Azura: Machane Yehuda's Copper Pots Find Their Tel Aviv Address
The sofrito arrives in a bowl that looks heavier than it is, the broth still trembling from the spoon, beef pulling apart at the slightest pressure, potatoes the color of saffron from hours in turmeric and onion. Around the room, lunch is in full swing: a man in a hi-vis vest nurses a coffee at the counter, two women in business suits dissect a plate of stuffed eggplant, a couple at the next table debate whether the beet kubeh is better than the hamusta. Somewhere behind the open kitchen, a copper pot the size of a snare drum is being lifted off a low flame. This is Azura, lunchtime, on a Tuesday in central Tel Aviv. The Shrefler family kitchen has been doing exactly this since the early 1950s in Jerusalem. The Tel Aviv address is younger, but the ritual is identical.
The Tel Aviv branch is run by Elran Shrefler, the youngest of the nine children of Ezra Shrefler, who founded the original Azura inside the Iraqi quarter of Machane Yehuda market.
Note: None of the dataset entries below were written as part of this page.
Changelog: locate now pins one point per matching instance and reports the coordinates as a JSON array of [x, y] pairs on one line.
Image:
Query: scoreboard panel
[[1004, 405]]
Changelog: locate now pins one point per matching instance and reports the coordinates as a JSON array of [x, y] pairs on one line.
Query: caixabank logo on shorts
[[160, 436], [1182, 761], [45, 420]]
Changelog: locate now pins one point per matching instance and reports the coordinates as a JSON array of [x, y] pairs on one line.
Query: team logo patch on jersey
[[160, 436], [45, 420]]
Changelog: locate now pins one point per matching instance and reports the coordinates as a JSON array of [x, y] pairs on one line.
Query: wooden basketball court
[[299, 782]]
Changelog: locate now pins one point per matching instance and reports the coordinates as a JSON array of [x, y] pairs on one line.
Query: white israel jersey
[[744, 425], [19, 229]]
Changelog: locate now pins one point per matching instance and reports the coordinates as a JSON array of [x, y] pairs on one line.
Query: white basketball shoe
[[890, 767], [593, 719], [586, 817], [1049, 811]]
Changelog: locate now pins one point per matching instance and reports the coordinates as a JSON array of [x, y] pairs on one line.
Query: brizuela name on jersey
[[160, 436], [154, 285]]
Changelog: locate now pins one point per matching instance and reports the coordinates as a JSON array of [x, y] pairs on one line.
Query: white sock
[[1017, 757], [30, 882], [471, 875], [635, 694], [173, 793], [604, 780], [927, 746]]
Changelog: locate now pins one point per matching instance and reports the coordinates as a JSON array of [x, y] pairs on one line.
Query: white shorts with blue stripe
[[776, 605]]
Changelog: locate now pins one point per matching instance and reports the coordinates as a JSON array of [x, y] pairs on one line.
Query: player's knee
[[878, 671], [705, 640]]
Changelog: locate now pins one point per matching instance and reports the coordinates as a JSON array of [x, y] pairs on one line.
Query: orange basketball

Ezra immigrated from Diarbekir in 1949 at sixteen, started as a dishwasher, and by the early 1950s was cooking Kurdish, Turkish, and Iraqi food for market porters. He died in December 2022, but the family kept the pots on the heat. When Elran opened the Tel Aviv outpost in 2015, the brief was simple: replicate Jerusalem, do not reinvent it.